Algunas vivencias y algunas verdades aunque ofendan

De pronto me urge escribir sobre el aborregamiento. Este es un país en el que todo se negocia, en el que los delincuentes se limpian el trasero con las páginas de la ley. Y esto no es nuevo, amigos. Y no lo voy a arreglar yo. Quiero que lean lo que escribió Schopenhauer en  El arte de insultarLas mañas de los escritores son viejas, viejas, conocidas y a veces olvidadas. Esto lo certifico leyendo las cartas que intercambiaron Mann y Hesse, los dos premios Nobel. Mann le pide al autor del  El lobo estepario  que escriba un artículo sobre  José y sus hermanos.  Hesse lo hace, muy al gusto de Mann. Bukowski escribía reseñas sobre sus propios libros y hasta las firmaba. Los mejores artículos, los más entusiastas reseñas de mis libros las ha firmado Fernando Tascende, cuya figura he imaginado como la de un lector fanático, una especie de devorador de libros, quien lanza al viento elogios desaforados. Sobra decir que Fernando Tascende soy yo, así como Flaubert era Madame Bovary. Por cierto, el mejor hotel de paso, es decir, de  veloz fornicación de Xalapa, se llama Hotel Bovary...

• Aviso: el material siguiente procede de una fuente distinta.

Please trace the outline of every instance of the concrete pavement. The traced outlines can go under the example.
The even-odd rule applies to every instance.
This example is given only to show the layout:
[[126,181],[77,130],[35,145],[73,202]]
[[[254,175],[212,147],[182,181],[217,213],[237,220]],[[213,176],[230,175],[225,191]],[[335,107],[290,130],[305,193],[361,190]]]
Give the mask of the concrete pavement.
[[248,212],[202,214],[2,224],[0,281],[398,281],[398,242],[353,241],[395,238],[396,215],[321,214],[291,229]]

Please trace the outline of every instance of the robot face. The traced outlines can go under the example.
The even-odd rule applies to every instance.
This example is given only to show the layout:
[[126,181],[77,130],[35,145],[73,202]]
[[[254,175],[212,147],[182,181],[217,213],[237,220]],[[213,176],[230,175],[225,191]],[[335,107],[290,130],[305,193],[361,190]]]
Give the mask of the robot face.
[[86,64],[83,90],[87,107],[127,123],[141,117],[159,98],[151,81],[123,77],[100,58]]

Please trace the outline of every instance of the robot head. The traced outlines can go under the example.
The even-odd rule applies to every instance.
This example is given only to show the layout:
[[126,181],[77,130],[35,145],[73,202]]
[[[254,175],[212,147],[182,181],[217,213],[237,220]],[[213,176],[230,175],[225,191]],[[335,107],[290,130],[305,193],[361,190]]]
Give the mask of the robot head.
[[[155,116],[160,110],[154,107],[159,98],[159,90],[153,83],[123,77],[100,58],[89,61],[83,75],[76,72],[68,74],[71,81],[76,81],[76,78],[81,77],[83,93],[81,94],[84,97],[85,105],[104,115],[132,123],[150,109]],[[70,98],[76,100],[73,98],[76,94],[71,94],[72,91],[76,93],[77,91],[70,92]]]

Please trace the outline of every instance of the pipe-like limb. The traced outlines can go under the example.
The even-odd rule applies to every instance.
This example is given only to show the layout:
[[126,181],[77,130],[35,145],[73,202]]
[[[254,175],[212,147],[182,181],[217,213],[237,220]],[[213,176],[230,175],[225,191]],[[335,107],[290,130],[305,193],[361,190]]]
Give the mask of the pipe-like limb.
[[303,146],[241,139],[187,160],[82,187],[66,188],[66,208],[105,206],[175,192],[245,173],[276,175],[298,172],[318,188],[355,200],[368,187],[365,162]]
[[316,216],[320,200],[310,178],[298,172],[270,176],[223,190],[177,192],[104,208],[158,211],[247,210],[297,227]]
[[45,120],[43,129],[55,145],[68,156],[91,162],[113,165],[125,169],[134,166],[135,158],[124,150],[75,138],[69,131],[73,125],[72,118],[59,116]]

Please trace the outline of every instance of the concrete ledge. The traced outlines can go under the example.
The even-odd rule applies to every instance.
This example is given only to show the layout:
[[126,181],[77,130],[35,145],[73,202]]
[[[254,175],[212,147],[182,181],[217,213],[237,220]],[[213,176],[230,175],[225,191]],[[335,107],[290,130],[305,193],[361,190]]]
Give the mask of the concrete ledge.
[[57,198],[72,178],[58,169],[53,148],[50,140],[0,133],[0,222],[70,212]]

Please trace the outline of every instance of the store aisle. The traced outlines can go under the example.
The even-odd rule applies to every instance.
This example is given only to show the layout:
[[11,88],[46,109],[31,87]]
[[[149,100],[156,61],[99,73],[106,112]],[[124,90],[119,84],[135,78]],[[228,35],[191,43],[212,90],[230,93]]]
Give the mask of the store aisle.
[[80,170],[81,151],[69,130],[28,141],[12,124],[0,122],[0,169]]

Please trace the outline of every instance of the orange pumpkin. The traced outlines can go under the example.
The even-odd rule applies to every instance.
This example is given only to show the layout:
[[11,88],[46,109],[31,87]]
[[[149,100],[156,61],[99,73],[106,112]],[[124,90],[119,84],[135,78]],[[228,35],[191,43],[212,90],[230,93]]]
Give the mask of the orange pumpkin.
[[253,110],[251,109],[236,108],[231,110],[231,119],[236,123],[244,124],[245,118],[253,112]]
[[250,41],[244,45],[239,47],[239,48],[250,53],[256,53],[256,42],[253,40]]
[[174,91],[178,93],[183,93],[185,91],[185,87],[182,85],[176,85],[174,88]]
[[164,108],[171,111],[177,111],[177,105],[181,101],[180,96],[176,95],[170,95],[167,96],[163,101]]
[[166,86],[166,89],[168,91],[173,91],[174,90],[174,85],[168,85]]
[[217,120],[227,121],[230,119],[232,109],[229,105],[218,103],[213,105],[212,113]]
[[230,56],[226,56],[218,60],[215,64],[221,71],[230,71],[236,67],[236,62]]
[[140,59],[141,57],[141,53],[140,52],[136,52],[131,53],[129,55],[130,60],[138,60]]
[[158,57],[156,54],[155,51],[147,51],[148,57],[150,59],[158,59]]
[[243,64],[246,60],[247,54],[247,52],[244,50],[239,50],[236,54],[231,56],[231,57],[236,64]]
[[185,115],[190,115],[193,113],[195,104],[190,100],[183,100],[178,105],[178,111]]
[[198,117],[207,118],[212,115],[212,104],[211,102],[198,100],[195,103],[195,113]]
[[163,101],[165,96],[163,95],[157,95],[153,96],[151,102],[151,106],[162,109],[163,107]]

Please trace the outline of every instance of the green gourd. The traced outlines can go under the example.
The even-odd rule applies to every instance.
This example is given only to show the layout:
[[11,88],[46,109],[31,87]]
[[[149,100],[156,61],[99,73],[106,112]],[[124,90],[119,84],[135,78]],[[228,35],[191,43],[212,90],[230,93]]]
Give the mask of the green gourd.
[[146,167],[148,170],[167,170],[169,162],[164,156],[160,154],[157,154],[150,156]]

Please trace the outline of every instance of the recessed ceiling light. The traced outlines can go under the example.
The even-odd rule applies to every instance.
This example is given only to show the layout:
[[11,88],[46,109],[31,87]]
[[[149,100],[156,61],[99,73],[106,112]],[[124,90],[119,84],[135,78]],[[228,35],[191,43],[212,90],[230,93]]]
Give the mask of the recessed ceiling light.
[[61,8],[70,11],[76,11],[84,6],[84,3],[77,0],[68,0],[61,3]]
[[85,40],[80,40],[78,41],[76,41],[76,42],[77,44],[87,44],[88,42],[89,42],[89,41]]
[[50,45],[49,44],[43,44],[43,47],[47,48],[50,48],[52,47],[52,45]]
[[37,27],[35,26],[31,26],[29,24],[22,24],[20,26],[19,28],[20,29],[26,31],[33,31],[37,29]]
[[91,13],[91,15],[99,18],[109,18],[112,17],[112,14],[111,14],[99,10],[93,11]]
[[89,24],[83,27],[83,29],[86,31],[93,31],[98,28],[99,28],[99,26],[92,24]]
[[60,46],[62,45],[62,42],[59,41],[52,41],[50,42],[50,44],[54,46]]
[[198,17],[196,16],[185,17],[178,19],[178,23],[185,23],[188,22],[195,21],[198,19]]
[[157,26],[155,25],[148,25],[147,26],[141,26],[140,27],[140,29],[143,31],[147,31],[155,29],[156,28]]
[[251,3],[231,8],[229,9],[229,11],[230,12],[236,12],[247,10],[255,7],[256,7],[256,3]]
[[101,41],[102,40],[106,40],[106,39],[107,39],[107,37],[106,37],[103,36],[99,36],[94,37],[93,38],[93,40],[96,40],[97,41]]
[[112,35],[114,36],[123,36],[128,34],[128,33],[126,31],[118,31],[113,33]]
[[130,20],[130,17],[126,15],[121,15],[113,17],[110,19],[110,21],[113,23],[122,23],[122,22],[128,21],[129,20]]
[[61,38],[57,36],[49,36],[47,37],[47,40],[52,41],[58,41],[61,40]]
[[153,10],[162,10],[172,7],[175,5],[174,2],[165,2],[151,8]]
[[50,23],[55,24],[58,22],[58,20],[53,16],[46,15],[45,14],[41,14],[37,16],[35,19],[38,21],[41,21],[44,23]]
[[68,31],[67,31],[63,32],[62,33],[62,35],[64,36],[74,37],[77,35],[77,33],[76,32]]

Cuánta inocencia no tenía la mujercita cuando la conocí a sus diecisiete años, teniendo yo la edad final de Cristo, que al ver la primera película pornográfica de su vida en el Hotel Eros, me preguntó: “¿Cierto que ésos hacen tantas cochinadas porque están casados?” ... Le doy la razón.  
Mujeres amadas,  novela bastante legible, ha tenido muy buena crítica; hay mala también, la menos; ya lleva cuatro ediciones y llegó a ser calificada como “la novela amorosa de la década”...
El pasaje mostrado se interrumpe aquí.